Will MDMA Be Legalized for PTSD Treatment?
MDMA, better known as ecstasy or “Molly” and 3,4-methylenedioxymethamphetamine, is predominantly dismissed as an illicit street drug abused by raucous club-goers.
MDMA, better known as ecstasy or “Molly” and 3,4-methylenedioxymethamphetamine, is predominantly dismissed as an illicit street drug abused by raucous club-goers. Known for its stimulating and psychedelic effects that strengthen feelings of trust and empathy and reduce inhibitions, MDMA is typically illegally sought after as a popular party drug. However, MDMA-assisted therapy is becoming more closely examined in clinical trials, broaching the reality of the once dangerous street drug becoming a legal prescription medication.
This past Tuesday, the FDA approved the use of MDMA in large-scale clinical trials for treatment of post-traumatic stress disorder (PTSD), the New York Times reported. The approved phase 3 clinical trial catapults MDMA to the final stage of testing before submission for approval as a prescription drug.
Many small-scale studies have reported that MDMA therapy jumpstarts significant improvement in the conditions of patients with PTSD, and preliminary phase 1 and 2 trials have shown promise for the illegal drug’s therapeutic benefits. A medically pure version of the drug is used that, unlike what is illegally sold on the streets, is completely safe for use under guidance.
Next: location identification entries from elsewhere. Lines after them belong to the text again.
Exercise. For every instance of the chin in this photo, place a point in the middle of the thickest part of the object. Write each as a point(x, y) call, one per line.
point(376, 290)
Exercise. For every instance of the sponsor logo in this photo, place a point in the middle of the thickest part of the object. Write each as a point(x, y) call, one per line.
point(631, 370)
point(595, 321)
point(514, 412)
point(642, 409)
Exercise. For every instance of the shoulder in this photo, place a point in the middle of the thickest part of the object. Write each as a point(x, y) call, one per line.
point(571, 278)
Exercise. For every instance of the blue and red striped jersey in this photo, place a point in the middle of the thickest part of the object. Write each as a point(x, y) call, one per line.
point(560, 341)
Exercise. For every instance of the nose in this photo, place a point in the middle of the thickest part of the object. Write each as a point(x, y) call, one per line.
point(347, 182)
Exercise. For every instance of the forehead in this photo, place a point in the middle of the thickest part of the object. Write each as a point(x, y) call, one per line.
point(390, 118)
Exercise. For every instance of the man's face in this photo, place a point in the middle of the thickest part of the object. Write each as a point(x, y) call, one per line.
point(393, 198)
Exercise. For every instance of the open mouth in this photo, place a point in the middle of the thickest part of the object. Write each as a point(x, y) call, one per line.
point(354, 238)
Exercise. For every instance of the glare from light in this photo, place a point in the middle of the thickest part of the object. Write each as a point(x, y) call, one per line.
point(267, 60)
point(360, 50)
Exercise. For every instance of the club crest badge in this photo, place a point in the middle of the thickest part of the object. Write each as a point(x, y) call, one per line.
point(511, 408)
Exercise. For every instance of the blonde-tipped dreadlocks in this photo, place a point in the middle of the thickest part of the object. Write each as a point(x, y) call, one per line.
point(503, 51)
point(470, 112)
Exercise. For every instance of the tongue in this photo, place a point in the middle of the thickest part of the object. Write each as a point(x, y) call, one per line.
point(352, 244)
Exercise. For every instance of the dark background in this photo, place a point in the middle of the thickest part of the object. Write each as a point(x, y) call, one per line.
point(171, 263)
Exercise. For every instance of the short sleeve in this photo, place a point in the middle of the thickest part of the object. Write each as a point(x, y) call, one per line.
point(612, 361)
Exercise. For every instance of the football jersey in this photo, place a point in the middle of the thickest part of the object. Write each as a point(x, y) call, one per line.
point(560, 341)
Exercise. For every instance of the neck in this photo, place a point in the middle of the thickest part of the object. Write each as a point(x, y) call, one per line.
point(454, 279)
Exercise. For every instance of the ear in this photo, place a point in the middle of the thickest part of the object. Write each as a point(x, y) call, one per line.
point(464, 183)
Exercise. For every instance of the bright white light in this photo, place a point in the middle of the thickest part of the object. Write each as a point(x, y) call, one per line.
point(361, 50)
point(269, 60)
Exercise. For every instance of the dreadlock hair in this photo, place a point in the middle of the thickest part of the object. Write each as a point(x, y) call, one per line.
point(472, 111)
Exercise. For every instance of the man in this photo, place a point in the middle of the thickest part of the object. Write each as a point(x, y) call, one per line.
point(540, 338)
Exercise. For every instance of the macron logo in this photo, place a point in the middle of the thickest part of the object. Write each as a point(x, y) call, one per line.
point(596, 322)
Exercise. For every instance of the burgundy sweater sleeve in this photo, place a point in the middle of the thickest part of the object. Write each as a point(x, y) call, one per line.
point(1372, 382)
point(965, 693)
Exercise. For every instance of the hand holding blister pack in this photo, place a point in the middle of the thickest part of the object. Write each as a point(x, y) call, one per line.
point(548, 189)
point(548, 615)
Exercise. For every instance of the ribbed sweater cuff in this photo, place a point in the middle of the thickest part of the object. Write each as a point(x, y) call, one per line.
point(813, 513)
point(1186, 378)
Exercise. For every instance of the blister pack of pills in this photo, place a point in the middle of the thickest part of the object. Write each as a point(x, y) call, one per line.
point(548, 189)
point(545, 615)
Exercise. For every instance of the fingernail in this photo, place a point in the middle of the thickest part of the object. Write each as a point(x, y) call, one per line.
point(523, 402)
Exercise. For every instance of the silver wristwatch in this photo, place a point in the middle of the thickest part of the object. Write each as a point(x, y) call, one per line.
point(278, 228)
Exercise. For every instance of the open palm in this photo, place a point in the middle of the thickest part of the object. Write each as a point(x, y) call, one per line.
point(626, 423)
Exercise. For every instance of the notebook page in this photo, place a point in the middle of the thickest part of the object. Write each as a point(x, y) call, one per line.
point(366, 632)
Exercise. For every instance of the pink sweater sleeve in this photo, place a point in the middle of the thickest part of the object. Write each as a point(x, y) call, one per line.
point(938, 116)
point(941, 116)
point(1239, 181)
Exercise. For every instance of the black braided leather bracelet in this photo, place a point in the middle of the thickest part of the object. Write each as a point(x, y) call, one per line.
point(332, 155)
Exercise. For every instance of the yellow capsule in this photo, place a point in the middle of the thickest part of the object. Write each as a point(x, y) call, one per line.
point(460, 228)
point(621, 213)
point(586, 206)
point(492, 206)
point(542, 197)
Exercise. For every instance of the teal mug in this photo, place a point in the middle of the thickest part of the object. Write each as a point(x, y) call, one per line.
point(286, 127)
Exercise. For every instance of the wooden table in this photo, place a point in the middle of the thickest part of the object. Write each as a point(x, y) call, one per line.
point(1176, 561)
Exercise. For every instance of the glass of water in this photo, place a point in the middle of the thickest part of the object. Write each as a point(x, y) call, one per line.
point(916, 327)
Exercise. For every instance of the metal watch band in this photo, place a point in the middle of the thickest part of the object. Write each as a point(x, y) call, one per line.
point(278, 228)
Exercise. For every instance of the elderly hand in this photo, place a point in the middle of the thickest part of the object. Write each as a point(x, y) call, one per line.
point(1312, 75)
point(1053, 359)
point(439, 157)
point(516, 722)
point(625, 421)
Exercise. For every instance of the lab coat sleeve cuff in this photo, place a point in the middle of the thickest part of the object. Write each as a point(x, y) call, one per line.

The Multidisciplinary Association for Psychedelic Studies (MAPS) conducted an earlier study published in the Journal of Psychopharmacology that found 83% of participants no longer showed signs of PTSD 2 months after psychedelic treatment was initiated. Volunteers were randomly assigned to receive either the drug or a placebo. All 20 participants of the study were treated with psychotherapy, 12 of which underwent MDMA-assisted therapy.
The drug’s indications could also be expanded beyond PTSD. Researchers are conducting efficacy research on MDMA therapy in treating social anxiety in adults with autism and anxiety-related disorders in individuals with life-threatening illnesses.
Still, experts voiced concerns over the drug’s potent effects, arguing that legalizing MDMA may encourage additional recreational use to an effect similar to the wave of opioid abuse prevalent in prescription drug abusers. Although medical MDMA would be prescribed as a purer, safer version of the street drug, MDMA still poses risk of long-term effects on the brain and the potential for overdose when taken in high quantities.
According to Business Insider, the clinical trials for MDMA will begin in 2017 and may last up to 4 years. How effective and safe it is to use MDMA in treating PTSD will not be known until the trials finish up, although proponents are optimistic that the drug can provide major relief to those affected by mental health disorders.